Although the above examples illustrate the complexity of the problem, many appraisal cases involve business opportunities that could have been pursued by the Company but had not yet reached fruition at the time of the merger. To deal with these situations, the Delaware courts have developed the concepts of “undue speculation” and “operative reality”. According to the Delaware Supreme Court in Weinberger v. UOP, Inc., 457 A.2d 701, 713 (Del 1983), the intent of the statute is to exclude only “speculative elements of value that may arise from the ‘accomplishment or expectation’ of the merger.” It is a “very narrow exception to the valuation process designed to eliminate use of pro forma data and projections of a speculative nature relating to completion of a merger.” In contrast, the “operative reality” of a company includes all “future prospects” that are ‘known or knowable” at the time of the merger –whether or not they have been achieved. MRI Radiology Assocs., P.A. v. Kessler, 898 A.2d 290, 315 (Del. Ch. 2006). The value of such “future prospects” rightly belong to the dissenting shareholder who would have presumably shared in their exploitation and realization had he been allowed to continue as a long-term owner in the concern.

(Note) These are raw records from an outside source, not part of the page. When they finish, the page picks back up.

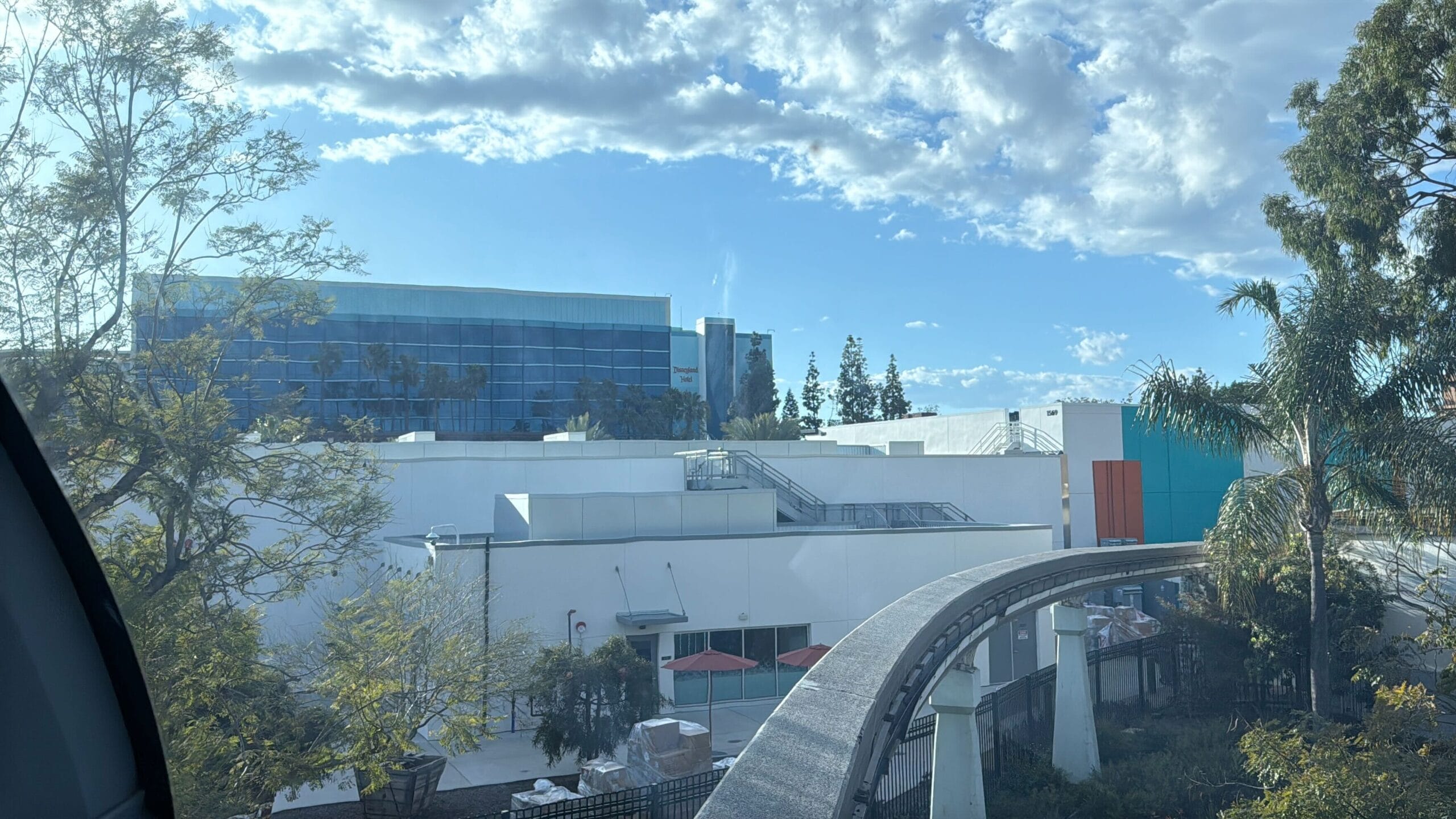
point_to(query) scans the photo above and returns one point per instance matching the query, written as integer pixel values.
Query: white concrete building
(590, 540)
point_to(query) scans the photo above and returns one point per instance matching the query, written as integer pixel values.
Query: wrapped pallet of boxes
(667, 750)
(603, 776)
(545, 792)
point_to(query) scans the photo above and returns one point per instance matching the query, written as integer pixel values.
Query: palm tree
(325, 363)
(693, 413)
(405, 374)
(437, 388)
(1353, 417)
(584, 424)
(477, 378)
(376, 363)
(763, 428)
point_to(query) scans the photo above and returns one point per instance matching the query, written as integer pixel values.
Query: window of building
(597, 340)
(508, 336)
(771, 678)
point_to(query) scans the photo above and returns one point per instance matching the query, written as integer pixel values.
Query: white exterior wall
(1001, 489)
(612, 515)
(830, 582)
(942, 435)
(1088, 432)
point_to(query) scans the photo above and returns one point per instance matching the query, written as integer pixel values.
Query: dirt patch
(459, 804)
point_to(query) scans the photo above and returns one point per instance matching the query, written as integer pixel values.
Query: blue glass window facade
(531, 369)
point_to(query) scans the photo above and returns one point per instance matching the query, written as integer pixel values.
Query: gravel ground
(458, 804)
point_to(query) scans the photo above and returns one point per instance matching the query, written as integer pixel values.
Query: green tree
(477, 378)
(436, 388)
(1395, 767)
(813, 395)
(758, 394)
(584, 424)
(893, 403)
(405, 653)
(407, 375)
(763, 428)
(1347, 413)
(1371, 165)
(590, 703)
(376, 362)
(791, 406)
(235, 732)
(858, 398)
(130, 169)
(325, 363)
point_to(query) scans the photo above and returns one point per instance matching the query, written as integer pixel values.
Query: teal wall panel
(1183, 486)
(1158, 527)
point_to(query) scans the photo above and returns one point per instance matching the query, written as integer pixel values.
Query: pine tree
(813, 397)
(892, 395)
(858, 398)
(791, 407)
(758, 394)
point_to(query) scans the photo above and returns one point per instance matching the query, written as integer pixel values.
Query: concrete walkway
(511, 757)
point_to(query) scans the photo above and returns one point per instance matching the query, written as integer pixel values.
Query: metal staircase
(1014, 437)
(799, 507)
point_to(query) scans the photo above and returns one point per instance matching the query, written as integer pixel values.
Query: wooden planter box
(410, 791)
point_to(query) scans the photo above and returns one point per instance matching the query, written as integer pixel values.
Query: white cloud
(994, 387)
(1095, 348)
(730, 273)
(1138, 127)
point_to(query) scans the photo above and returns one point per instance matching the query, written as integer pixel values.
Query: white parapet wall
(826, 581)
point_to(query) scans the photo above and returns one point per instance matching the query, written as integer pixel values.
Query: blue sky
(1039, 258)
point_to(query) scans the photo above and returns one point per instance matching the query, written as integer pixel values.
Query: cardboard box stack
(667, 750)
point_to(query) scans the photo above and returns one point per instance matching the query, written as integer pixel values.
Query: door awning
(650, 617)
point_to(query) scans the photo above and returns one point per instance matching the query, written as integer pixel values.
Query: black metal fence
(675, 799)
(1127, 680)
(1014, 723)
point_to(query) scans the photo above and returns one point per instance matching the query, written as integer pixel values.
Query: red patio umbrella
(710, 660)
(804, 657)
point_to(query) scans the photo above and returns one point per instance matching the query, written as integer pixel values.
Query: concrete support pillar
(957, 791)
(1074, 734)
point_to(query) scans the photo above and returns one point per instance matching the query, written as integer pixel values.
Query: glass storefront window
(771, 678)
(410, 333)
(760, 681)
(689, 688)
(443, 333)
(791, 639)
(477, 334)
(508, 336)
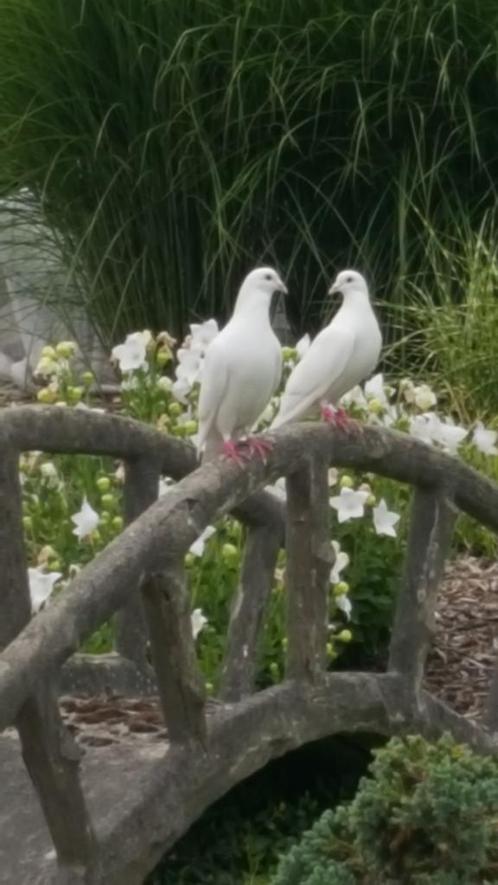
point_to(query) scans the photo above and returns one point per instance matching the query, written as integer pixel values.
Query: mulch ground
(461, 662)
(458, 671)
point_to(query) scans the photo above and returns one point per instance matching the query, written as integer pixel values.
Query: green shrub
(173, 144)
(428, 814)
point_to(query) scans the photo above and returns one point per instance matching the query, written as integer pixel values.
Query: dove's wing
(214, 384)
(320, 368)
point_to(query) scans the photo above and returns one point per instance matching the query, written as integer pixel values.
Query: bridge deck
(111, 776)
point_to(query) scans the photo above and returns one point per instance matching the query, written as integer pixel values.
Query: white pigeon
(342, 355)
(242, 370)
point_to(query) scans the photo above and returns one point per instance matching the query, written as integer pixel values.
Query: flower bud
(289, 353)
(163, 357)
(46, 396)
(74, 395)
(230, 554)
(49, 352)
(375, 406)
(108, 501)
(65, 349)
(164, 383)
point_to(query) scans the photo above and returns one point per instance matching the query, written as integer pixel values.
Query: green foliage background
(173, 145)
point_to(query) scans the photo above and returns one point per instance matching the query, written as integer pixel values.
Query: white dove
(242, 370)
(342, 355)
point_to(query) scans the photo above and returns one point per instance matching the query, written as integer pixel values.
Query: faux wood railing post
(258, 567)
(49, 752)
(432, 520)
(140, 491)
(309, 560)
(181, 687)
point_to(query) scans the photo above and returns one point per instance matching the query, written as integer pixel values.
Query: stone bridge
(106, 816)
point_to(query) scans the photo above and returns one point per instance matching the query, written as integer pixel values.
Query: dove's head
(349, 284)
(258, 287)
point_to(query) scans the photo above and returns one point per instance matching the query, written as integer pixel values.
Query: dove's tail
(212, 447)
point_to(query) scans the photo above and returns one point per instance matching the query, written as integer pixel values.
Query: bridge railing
(141, 576)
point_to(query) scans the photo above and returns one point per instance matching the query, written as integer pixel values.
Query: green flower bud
(46, 396)
(174, 409)
(65, 349)
(274, 671)
(230, 554)
(163, 356)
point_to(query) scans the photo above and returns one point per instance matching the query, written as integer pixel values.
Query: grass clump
(172, 145)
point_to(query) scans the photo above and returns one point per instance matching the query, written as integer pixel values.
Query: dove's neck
(252, 304)
(356, 301)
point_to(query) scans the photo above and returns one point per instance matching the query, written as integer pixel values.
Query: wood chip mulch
(466, 642)
(459, 666)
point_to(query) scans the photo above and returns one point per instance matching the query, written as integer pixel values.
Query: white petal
(374, 389)
(341, 562)
(423, 397)
(349, 504)
(131, 355)
(197, 548)
(303, 345)
(343, 603)
(85, 521)
(450, 436)
(484, 440)
(203, 334)
(181, 390)
(385, 520)
(41, 585)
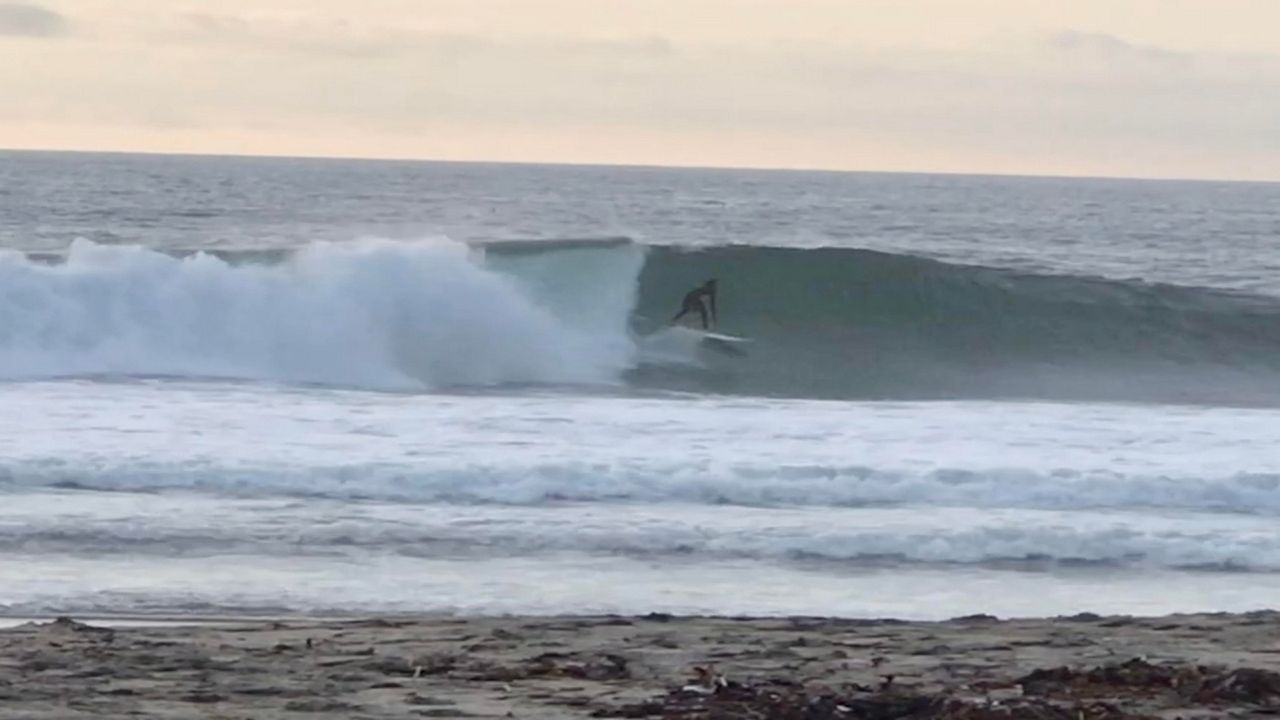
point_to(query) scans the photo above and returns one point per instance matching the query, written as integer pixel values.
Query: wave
(664, 482)
(826, 323)
(374, 314)
(878, 537)
(864, 324)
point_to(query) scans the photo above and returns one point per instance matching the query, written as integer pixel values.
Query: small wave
(666, 482)
(1029, 541)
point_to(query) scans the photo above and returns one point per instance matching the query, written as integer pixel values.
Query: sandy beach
(1215, 665)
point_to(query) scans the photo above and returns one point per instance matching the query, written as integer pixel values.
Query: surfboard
(721, 342)
(722, 336)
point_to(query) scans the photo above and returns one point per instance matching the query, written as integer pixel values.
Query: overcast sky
(1110, 87)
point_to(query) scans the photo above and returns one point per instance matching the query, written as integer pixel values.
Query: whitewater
(284, 386)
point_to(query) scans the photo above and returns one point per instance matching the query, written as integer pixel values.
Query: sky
(1078, 87)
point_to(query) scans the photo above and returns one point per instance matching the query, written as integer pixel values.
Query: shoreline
(1207, 665)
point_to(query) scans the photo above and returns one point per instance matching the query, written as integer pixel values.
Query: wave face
(863, 324)
(371, 313)
(826, 323)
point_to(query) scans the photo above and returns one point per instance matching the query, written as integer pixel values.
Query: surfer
(698, 301)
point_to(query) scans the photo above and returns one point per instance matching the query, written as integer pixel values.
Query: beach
(1208, 665)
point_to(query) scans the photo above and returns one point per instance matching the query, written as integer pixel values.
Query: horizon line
(636, 165)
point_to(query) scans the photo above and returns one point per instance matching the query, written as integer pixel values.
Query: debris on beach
(1128, 691)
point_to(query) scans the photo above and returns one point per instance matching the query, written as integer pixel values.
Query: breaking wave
(375, 314)
(824, 323)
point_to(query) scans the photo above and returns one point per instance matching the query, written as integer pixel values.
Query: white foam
(370, 313)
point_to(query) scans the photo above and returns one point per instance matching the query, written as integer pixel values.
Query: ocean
(297, 386)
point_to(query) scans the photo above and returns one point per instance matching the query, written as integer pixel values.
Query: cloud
(31, 21)
(1109, 49)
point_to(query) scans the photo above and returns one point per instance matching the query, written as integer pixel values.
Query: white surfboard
(721, 342)
(722, 336)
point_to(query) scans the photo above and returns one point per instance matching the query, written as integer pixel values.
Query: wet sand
(650, 666)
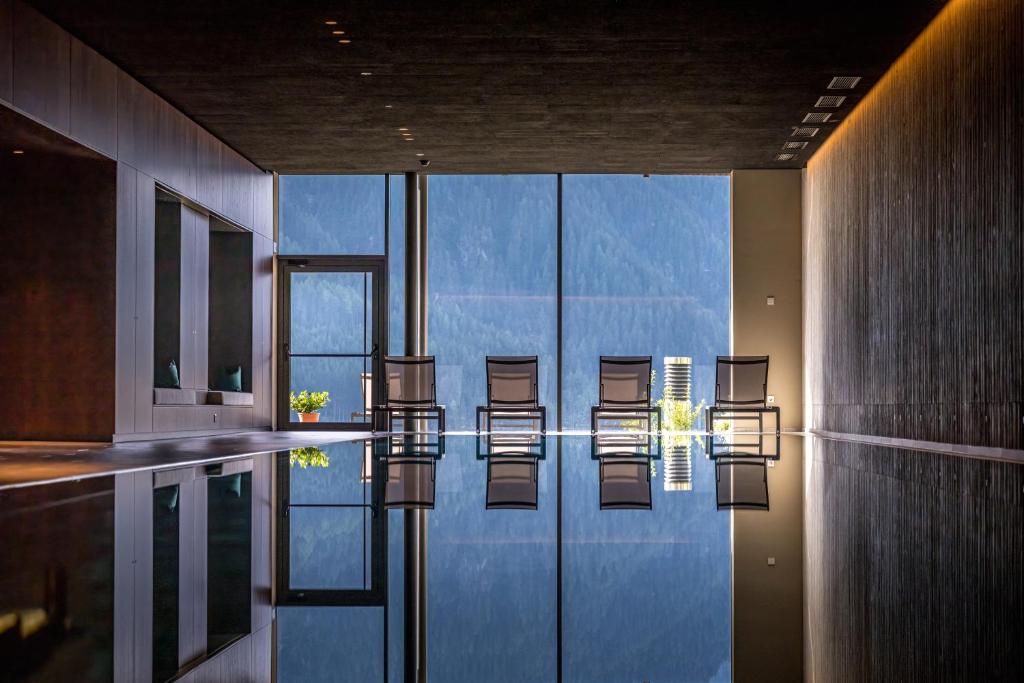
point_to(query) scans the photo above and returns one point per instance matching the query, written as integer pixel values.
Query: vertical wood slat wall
(914, 242)
(914, 329)
(51, 77)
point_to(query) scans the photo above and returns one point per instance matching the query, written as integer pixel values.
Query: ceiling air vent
(817, 117)
(844, 82)
(830, 101)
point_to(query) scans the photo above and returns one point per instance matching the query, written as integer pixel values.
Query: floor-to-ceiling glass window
(330, 513)
(492, 283)
(646, 272)
(492, 291)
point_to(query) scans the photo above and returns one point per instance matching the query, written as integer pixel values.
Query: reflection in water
(498, 578)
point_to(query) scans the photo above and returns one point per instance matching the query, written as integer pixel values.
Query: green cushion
(230, 379)
(167, 376)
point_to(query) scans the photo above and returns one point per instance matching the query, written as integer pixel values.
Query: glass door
(333, 321)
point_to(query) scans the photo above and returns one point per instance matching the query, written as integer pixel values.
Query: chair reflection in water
(410, 395)
(513, 460)
(410, 466)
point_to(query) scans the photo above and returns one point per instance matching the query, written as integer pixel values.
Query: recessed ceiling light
(844, 82)
(817, 117)
(829, 101)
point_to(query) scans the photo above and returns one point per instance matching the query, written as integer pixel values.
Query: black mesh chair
(410, 483)
(511, 483)
(410, 393)
(741, 483)
(625, 483)
(512, 395)
(741, 398)
(624, 394)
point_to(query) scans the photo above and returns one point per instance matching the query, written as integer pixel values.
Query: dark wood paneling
(262, 322)
(209, 181)
(42, 67)
(914, 263)
(263, 205)
(915, 566)
(142, 585)
(124, 578)
(262, 655)
(238, 175)
(58, 295)
(145, 207)
(124, 398)
(93, 99)
(527, 86)
(6, 50)
(137, 112)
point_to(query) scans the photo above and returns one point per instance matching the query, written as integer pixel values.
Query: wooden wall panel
(42, 67)
(263, 205)
(201, 314)
(914, 243)
(137, 112)
(915, 566)
(145, 226)
(57, 295)
(262, 327)
(262, 610)
(238, 175)
(209, 180)
(6, 50)
(93, 116)
(127, 214)
(914, 329)
(262, 655)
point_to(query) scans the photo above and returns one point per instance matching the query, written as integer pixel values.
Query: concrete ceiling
(514, 86)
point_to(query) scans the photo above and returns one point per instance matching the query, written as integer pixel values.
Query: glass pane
(646, 272)
(348, 382)
(331, 644)
(329, 548)
(396, 268)
(166, 552)
(493, 258)
(228, 558)
(332, 214)
(332, 312)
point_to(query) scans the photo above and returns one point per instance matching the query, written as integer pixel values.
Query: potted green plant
(308, 403)
(308, 457)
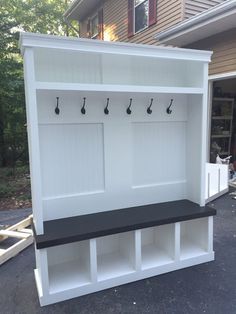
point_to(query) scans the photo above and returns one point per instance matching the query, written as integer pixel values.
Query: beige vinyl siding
(224, 47)
(115, 16)
(193, 7)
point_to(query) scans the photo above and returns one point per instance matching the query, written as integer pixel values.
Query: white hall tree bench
(117, 141)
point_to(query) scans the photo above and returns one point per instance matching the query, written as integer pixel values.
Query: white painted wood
(116, 88)
(216, 178)
(177, 241)
(33, 139)
(93, 260)
(44, 42)
(194, 149)
(83, 164)
(193, 238)
(157, 246)
(68, 266)
(113, 282)
(138, 252)
(68, 154)
(210, 234)
(115, 255)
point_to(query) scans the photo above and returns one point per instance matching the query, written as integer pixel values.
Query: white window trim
(142, 29)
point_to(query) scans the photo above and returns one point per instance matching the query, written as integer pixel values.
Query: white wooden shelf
(54, 86)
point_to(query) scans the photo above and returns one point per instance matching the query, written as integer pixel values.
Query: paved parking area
(207, 288)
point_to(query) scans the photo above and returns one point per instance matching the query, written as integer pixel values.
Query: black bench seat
(78, 228)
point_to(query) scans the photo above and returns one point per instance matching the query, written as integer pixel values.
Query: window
(95, 25)
(140, 14)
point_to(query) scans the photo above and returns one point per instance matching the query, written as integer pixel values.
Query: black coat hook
(83, 111)
(57, 110)
(106, 111)
(168, 110)
(149, 110)
(128, 110)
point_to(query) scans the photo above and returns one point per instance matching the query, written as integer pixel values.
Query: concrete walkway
(207, 288)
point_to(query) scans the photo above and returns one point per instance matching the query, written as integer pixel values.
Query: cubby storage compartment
(158, 245)
(194, 238)
(115, 255)
(68, 266)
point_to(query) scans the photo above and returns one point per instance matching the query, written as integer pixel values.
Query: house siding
(115, 14)
(193, 7)
(224, 47)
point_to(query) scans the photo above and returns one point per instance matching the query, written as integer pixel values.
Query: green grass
(15, 185)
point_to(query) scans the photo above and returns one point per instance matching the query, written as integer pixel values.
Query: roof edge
(196, 21)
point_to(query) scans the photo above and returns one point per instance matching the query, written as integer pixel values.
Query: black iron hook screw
(57, 110)
(149, 110)
(106, 111)
(168, 110)
(83, 111)
(128, 110)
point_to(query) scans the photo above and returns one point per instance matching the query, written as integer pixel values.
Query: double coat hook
(128, 110)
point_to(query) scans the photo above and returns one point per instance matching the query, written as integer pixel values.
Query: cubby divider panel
(193, 238)
(68, 266)
(158, 246)
(115, 255)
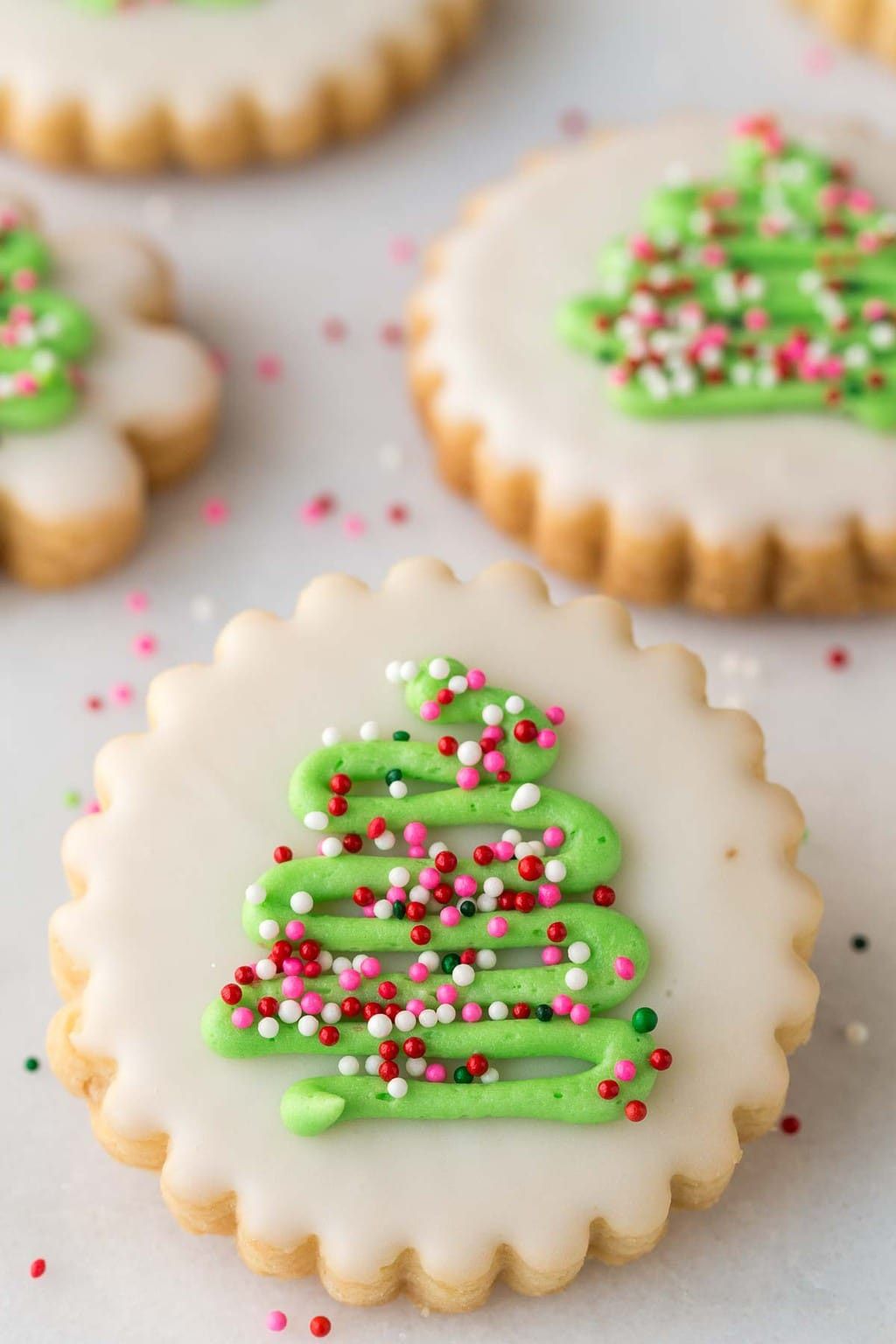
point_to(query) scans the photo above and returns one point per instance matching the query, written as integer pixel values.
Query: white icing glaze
(192, 60)
(138, 375)
(158, 928)
(494, 339)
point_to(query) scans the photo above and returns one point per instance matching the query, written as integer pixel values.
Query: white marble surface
(801, 1248)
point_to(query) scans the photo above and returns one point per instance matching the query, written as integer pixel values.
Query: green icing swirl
(42, 335)
(590, 854)
(771, 290)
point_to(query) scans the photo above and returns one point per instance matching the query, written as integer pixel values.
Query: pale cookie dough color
(652, 480)
(100, 396)
(427, 889)
(213, 84)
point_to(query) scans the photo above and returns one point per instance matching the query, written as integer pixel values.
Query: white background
(801, 1249)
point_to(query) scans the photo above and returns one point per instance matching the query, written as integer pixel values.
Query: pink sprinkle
(269, 368)
(335, 330)
(144, 646)
(354, 524)
(215, 511)
(402, 250)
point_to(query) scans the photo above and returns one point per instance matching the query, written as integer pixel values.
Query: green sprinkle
(644, 1019)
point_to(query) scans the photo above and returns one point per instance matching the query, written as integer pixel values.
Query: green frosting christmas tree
(419, 1042)
(771, 290)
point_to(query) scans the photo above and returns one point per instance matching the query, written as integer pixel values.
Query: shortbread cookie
(864, 23)
(132, 85)
(740, 448)
(100, 396)
(396, 883)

In light of these principles, so-called “synergies” should be a narrow, rarely invoked exclusion to going concern value. When the acquirer is an insider or an investment professional, one should be very suspicious about alleged claims of synergies that are only first identified post-closing to downgrade the valuation analysis. Most claims of synergy will likely be nothing more than the financial exploitation of known or knowable prospects — like the oil fields in the example above. In the case of strategic buyers — who are either vertically or horizontally related to the Company — claims of synergy may be real. However, many analysts and lawyers believe that in order for synergy claims to be credible in an appraisal proceeding, they must be opportunities that the Company could never have identified or implemented on its own and should be quantified and disclosed to shareholders before they vote on the merger.